Ica tending to the compost bin inside the greenhouse at the St. Roch garden
Ica tending to the compost bin inside the greenhouse at the St. Roch garden

Why do you farm?
“It’s in your heartbeat. And if it’s not in your heartbeat then…it’s just something that you don’t do. You can’t even understand why people would do that, you know? And if that’s your mission and your passion, you’re going to keep on farming. You’re going to keep on growing food for the people. It gets to be really frustrating sometimes but at the same time, it’s super rewarding.”

What are the challenges of farming?
“The only real frustrating thing is trying to really identify with the people in each area and get them engaged in the process of growing and cultivating, and cooking and giving this food.”
Ica stresses the importance of building an engaged community. “It really took the Milaudon garden years of being there before people were really engaged. I mean, they were engaged for a little bit, and then they were not, and then they were engaged, and then they weren’t. And the engagement always happens around harvest,” Ica said with a laugh.

What’s in the future for Our Garden?
In the near future, Ica is starting a CSA box program that will help fund the water bills. “My goal in 5 years is to have a garden in Black Pearl, in St. Roch, Pigeon Town and Hollygrove, in Central City, Irish Channel, and Mid-City. That’s seven gardens. Maybe we can start identifying the youth that five years from now can be paid as a farm manager of the St. Roch Garden, or the Uptown garden, or the Pigeon Town Garden. But it’s a slow process.”

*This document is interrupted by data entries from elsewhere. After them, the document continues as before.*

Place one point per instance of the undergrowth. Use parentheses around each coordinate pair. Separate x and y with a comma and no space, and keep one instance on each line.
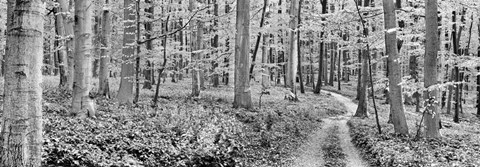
(180,132)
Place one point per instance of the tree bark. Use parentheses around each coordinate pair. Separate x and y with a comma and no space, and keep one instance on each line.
(149,71)
(395,78)
(242,95)
(82,104)
(125,92)
(362,111)
(21,134)
(215,76)
(292,63)
(137,53)
(62,52)
(104,88)
(332,63)
(432,117)
(259,36)
(196,45)
(322,45)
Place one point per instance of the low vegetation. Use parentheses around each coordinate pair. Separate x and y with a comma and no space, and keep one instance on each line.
(459,145)
(181,131)
(333,153)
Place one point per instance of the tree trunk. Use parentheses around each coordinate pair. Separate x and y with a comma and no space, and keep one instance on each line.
(242,95)
(339,72)
(60,18)
(432,117)
(21,134)
(215,45)
(322,45)
(395,78)
(362,111)
(359,71)
(292,63)
(196,45)
(104,88)
(456,70)
(70,42)
(137,55)
(125,92)
(149,71)
(266,71)
(332,63)
(320,69)
(259,36)
(450,92)
(300,75)
(82,104)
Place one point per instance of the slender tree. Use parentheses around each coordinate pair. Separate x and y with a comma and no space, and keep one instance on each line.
(104,88)
(321,53)
(395,77)
(242,97)
(21,134)
(431,115)
(196,57)
(81,102)
(60,16)
(292,64)
(149,72)
(259,36)
(125,92)
(299,46)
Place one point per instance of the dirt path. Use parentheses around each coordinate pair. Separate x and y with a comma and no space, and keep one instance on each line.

Do you have any advice for aspiring urban farmers?
To aspiring farmers, Ica encourages folks to do their research first. “First my advice would be to really think about if that’s something that you want to do. Second, make sure that you identify the materials that you’re gonna need to do it in a sustainable manner. And three, to identify actual help. Think it through, identify the materials. Do not fight nature. Nature will always win.”